Lystra threw Meteroa a glance. Meteroa closed his eyes. Don’t fall for it… But he could see in her face that something had crumbled, as if, deep down, she’d always known she was second-best for Jehal. Don’t believe it. Not now! Evenspire…
Evenspire. They’d only ever had Jehal’s word for what had happened at Evenspire.
Lystra’s jaw set. She advanced on Zafir a third time, now with measured purpose. ‘Is that why he snubbed you at your own councils?’ She swatted at the tip of Zafir’s sword, batting it away. Zafir was barely moving, her injured foot almost useless. ‘Is that why he left you and came back home? He told us that he was bored. If he was sharing your bed then I suppose that must have been why.’

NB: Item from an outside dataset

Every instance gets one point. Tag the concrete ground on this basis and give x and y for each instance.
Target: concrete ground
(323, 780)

Zafir’s jaw tightened. Meteroa coughed a hacking laugh. ‘She’s got you there, Zafir.’ He was starting to have trouble keeping his eyes open.

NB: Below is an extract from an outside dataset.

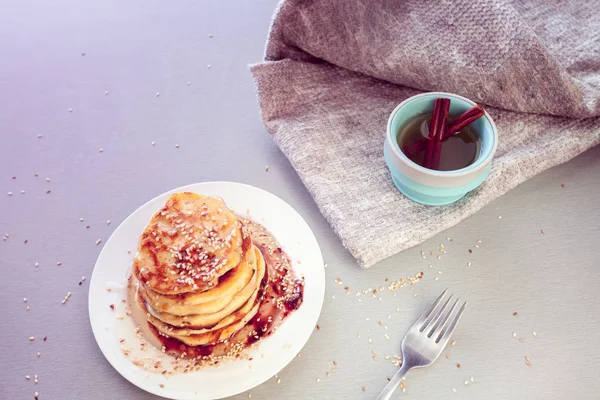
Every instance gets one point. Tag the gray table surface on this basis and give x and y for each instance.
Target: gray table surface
(136, 49)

‘If you lose, I will take your life. If you win then I have to spare it. So you’ll just have to watch while I strangle your baby and then hang Jehal in a cage. I suppose your sisters can wait. I had your mother put down for the murderous bitch that she was and neither of them seemed to mind all that much.’
Lystra sprang. This time Zafir was ready. Sword met sword. Lystra swung her axe at Zafir’s chest; Zafir didn’t even bother to try and block it. She jumped away on a foot that wasn’t nearly as hurt as she’d let it seem. Lystra’s axe hit her in the ribs, hard enough to hurt but not hard enough to trouble her armour, and then Zafir’s axe was coming straight back, ready to cut Lystra in two and there was nowhere for Lystra to go.

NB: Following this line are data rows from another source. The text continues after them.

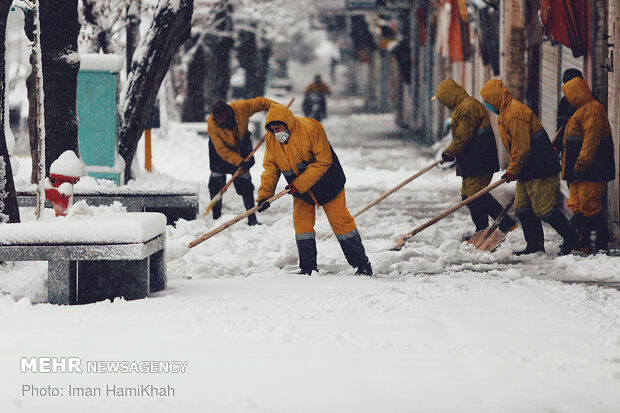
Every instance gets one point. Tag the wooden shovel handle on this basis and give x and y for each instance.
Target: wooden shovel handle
(234, 220)
(450, 210)
(499, 218)
(396, 188)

Meteroa closed his eyes and sighed, but the sound of Lystra being cut in half didn’t come. His eyes snapped open again.
She’d twisted inside the blow. The swinging shaft caught her in the midriff and knocked her sideways. Zafir dropped her sword and took the axe in a double grip, hop-stepped after Lystra and caught her a blow around the head with the pommel. Lystra staggered away, dazed, and dropped her weapons. Zafir leapt after her, pressing her advantage, swinging the axe in both hands. The fight was hers. But Lystra kicked, smashing Zafir’s injured foot. Her ankle collapsed under her and she sprawled to the floor, cursing.
‘Oops,’ murmured Meteroa as loudly as he could. The pain was going away. He didn’t feel much of anything any more, except a strong urge to fall asleep. Even the Mandras still held under his nose had lost its sting. His eyes were blurred, but he could see well enough to watch Lystra snatch up her sword and jump, blade first, onto Zafir. Zafir rolled and the sword missed and then Zafir kicked Lystra’s legs out from under her and Lystra was down too, sprawled atop Zafir. He saw Lystra’s fist rise and punch Zafir in the face and then watched her fly back from a foot in the belly. Zafir struggled to her one good foot. Her face was bloody. Lystra had broken her nose as well as her ankle. Zafir picked up her axe and hopped towards Lystra, slow and heavy in her dragon-scale. The room was wobbling up and down. It took an age for Meteroa to realise that that was because he was laughing.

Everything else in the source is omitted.